Other cases in which the issue has been raised are also dubious. In one, the policyholder was fortunate enough to obtain EIL coverage between 1985 and 1988, but only for its owned site - not for the non-owned disposal sites involved in the coverage litigation. A fourth case involved three sites. One was a TSD facility which became a Superfund site . The policyholder was a generator to this off-site facility and therefore never could have purchased EIL insurance applicable to it - nor could anyone else. The other two sites were owned, manufacturing locations, where ECRA triggered a claim because of the company's acquisition by another company in the late '80s. At both of these ECRA sites, environmental problems were sufficiently obvious that an underwriter would have probably declined to write the risks.
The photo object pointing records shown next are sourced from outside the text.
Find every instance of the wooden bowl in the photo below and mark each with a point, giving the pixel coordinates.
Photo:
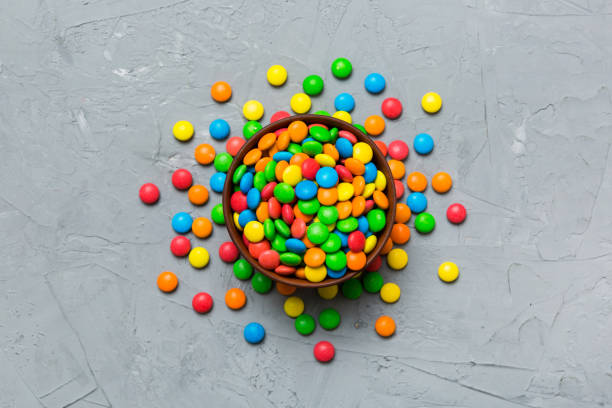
(330, 122)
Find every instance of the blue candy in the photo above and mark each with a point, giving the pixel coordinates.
(344, 102)
(423, 143)
(375, 83)
(417, 202)
(254, 333)
(306, 190)
(181, 222)
(219, 129)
Owners of TSD facilities and parties to ECRA/ ISRA actions might theoretically have been able to buy an EIL policy for their owned sites between 1984 or '85 and the early 90's, assuming no obvious environmental problems at the sites and their ownership of the sites in the relevant years. Even if such an owner could have purchased a policy for such a site, the policy would not initially cover crucial aspects of potential liability, such as on-site cleanup costs and known pollution, and there was a good chance that coverage for a particular claim would ultimately have been denied because the policy was so restrictive. However, most of the PRP's involved in environmental coverage actions were never in a position to purchase EIL coverage for the sites involved in those actions. Most of them were not site owners, and most of the sites were non- licensed, non-operating, non-insurable disposal sites. The idea that EIL coverage was generally available during this period is largely a myth.
1. 138 N.J. 437, at 471-73; 650 A2d 974, at 992-95 (1994).